Speed has become the norm, too, as researchers examine more DNA at a much faster pace through flow cells, which resemble dark-lined microscope slides. “When Elaine and I first started to do data sequencing, we would sequence about four little pieces of DNA at a time and it took us about a day and a half to get data out of that,” Wilson says. “Now, with the flow cells we use, there are hundreds of millions of little pieces of data, and they are all being sequenced.”

Solving Health Challenges

Because cancer is the “low-hanging fruit of genomics,” Wilson says, the IGM focuses much of its efforts on diagnosing that disease and seeking new treatments. But researchers also are looking at congenital heart disease, the most common type of birth defect, as well as neonatal care and the causes of preterm births.

Since arriving, Mardis and Wilson have zeroed in on brain cancers, because it is a recurring issue and the leading cause of cancer deaths among children.

“Oftentimes even that second reoccurrence [of a tumor] is removed by surgery because there is a chance it can be cured,” Mardis says. “So we can compare and contrast the before and after and learn a lot about the mutations by virtue of having those samples to study.”

Dr. Jeffrey Leonard, Nationwide Children's chief of neurosurgery, who previously worked with Mardis and Wilson at Washington University, says great strides are being made in understanding brain cancer.

“This allows us to diagnose tumors and shrink them if we're able to find FDA-approved drugs specific to the tumors,” Leonard says. “They are translating what they find in the lab into the clinic. We now have the potential to personalize treatments and hopefully improve the prognosis with this life-threatening disorder.”

All of this work requires significant financial resources. “If you want to build a genomic medical program and want it to be great, it ain't cheap,” says Wilson.

The hospital doesn't typically disclose capital investments, but a DNA sequencer costs about $750,000, and the IGM has three.

And because genomic science is still relatively new, insurance companies have been reluctant to commit, Mardis says.

“You need to have the clinical benefit evidence for the insurance companies to really address the question, ‘Why is it this kid who gets this testing better off than the kid who did not?'” Mardis says. “That takes some numbers and evidence. At the end of the day you have to provide the data for them to be convinced of the health economy benefit.”

So, for now, the hospital relies on philanthropy to fund this innovative work. The Nationwide Foundation Pediatric Innovation Fund, which has supported several key clinical and research efforts in heart health, neonatology and injury prevention, has answered the call with $40 million. More than half of that money has been earmarked for genomic medicine, says Chad Jester, president of the Nationwide Foundation.

“We already had a relationship with the hospital and they approached us about an additional investment,” Jester says. “Genomics is going to be a game-changer for medicine in moving forward, starting with the identification of disease or any other type of malady a child may have.”

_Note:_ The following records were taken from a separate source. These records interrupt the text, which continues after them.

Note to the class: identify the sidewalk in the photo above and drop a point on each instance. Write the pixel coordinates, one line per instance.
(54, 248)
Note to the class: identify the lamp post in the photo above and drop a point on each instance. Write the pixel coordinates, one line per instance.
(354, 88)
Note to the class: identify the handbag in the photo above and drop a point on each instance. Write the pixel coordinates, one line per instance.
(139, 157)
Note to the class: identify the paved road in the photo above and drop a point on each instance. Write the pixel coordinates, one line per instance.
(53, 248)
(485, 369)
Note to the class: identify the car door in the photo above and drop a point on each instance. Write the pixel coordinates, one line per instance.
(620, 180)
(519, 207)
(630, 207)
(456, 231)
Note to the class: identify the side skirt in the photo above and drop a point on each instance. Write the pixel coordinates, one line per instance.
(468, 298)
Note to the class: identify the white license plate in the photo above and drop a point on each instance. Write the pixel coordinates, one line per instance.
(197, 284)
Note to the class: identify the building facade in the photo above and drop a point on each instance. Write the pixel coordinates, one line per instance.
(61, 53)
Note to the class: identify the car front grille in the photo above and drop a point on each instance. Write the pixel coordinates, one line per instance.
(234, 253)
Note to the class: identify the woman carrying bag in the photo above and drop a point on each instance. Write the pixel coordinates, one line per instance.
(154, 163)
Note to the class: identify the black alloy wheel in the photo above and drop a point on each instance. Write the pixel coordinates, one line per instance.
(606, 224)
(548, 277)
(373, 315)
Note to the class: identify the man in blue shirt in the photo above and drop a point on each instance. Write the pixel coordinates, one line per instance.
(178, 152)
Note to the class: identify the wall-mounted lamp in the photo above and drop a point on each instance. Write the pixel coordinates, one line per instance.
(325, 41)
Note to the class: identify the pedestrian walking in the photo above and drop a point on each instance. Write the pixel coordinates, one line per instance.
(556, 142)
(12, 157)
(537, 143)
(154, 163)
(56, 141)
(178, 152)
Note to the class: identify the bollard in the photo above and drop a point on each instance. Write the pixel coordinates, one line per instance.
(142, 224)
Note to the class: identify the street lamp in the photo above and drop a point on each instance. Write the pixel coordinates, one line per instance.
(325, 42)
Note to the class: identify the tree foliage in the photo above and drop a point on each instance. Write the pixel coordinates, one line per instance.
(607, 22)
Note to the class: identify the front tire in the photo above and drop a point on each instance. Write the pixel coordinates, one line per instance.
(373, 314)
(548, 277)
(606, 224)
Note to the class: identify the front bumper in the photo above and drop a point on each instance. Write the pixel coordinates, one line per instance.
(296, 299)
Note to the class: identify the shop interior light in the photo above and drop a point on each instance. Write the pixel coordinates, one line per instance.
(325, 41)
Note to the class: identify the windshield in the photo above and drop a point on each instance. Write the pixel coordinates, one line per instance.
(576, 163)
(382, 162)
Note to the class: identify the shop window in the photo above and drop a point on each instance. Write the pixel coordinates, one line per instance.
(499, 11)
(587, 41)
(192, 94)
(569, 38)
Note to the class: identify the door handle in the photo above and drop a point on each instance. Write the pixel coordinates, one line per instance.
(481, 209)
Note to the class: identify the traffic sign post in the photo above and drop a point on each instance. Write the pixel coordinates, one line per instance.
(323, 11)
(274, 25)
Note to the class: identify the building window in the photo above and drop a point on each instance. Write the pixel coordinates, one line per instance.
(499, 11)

Dr. Tim Cripe, division chief for Hematology, Oncology and Bone Marrow Transplants, agrees that in the near future, genomic medicine will be essential as “best practice” medicine. He compares the creation of and results coming out of the IGM as someone turning on a light in a previously dark room.

“Before the IGM, when initial therapies for patients failed, any other therapies we might try were essentially shots in the dark,” Cripe says. “Now, for each of these patients we are able to determine if there is a genetic Achilles heel that we can attack to help treat their cancer.”

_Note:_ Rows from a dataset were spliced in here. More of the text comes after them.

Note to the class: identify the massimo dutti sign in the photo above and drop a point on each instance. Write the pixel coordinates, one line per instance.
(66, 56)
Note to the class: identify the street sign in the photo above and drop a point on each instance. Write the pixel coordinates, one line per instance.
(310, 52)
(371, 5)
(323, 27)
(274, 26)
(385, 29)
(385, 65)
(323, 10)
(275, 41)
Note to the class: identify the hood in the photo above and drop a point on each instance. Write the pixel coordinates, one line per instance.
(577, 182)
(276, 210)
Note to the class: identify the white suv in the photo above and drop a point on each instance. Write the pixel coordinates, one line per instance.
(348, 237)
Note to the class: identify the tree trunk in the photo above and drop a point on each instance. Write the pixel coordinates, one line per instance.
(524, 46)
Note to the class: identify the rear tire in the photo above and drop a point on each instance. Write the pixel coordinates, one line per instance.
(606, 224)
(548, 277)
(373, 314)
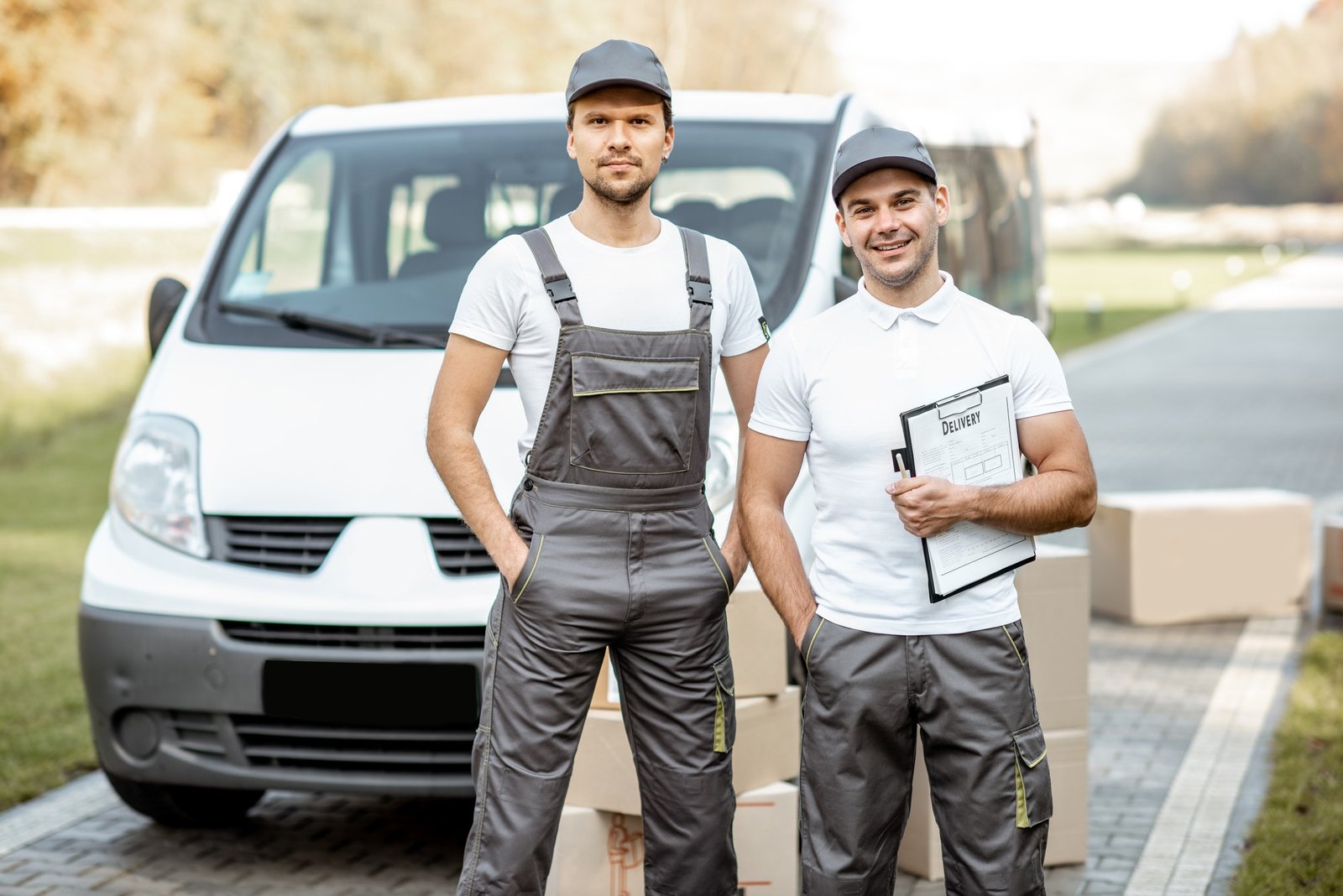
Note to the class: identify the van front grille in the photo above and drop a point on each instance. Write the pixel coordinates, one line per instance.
(457, 548)
(281, 544)
(368, 638)
(269, 742)
(198, 732)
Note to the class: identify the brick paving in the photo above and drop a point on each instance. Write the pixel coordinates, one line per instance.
(1197, 401)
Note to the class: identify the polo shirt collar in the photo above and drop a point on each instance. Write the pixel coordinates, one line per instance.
(933, 310)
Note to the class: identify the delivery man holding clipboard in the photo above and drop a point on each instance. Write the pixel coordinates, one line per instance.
(881, 658)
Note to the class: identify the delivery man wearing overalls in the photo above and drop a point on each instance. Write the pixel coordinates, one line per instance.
(613, 322)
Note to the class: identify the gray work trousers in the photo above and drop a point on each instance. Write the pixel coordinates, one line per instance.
(653, 586)
(971, 698)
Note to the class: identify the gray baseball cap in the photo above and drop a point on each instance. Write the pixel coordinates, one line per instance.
(877, 148)
(617, 63)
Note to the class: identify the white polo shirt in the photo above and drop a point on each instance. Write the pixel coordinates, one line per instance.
(642, 287)
(839, 383)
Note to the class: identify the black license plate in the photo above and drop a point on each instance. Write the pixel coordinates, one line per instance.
(384, 695)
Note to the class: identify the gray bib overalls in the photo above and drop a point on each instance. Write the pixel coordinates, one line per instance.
(622, 555)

While much work lies ahead, the IGM opens up new avenues for discovery in understanding how mutated cells work and subvert normal cells, he says.

Scientists are making progress every day, but Wilson says he is not sure if it will ever move fast enough. “For a cancer patient, we can turn around an answer in a few weeks, but we'd like to be able to turn around answers much faster for a new baby in intensive care with difficulties of one type or another that physicians can't get a handle on,” he says. “We'd like to have that answer in 24 hours or less, but the technology is not quite there yet.”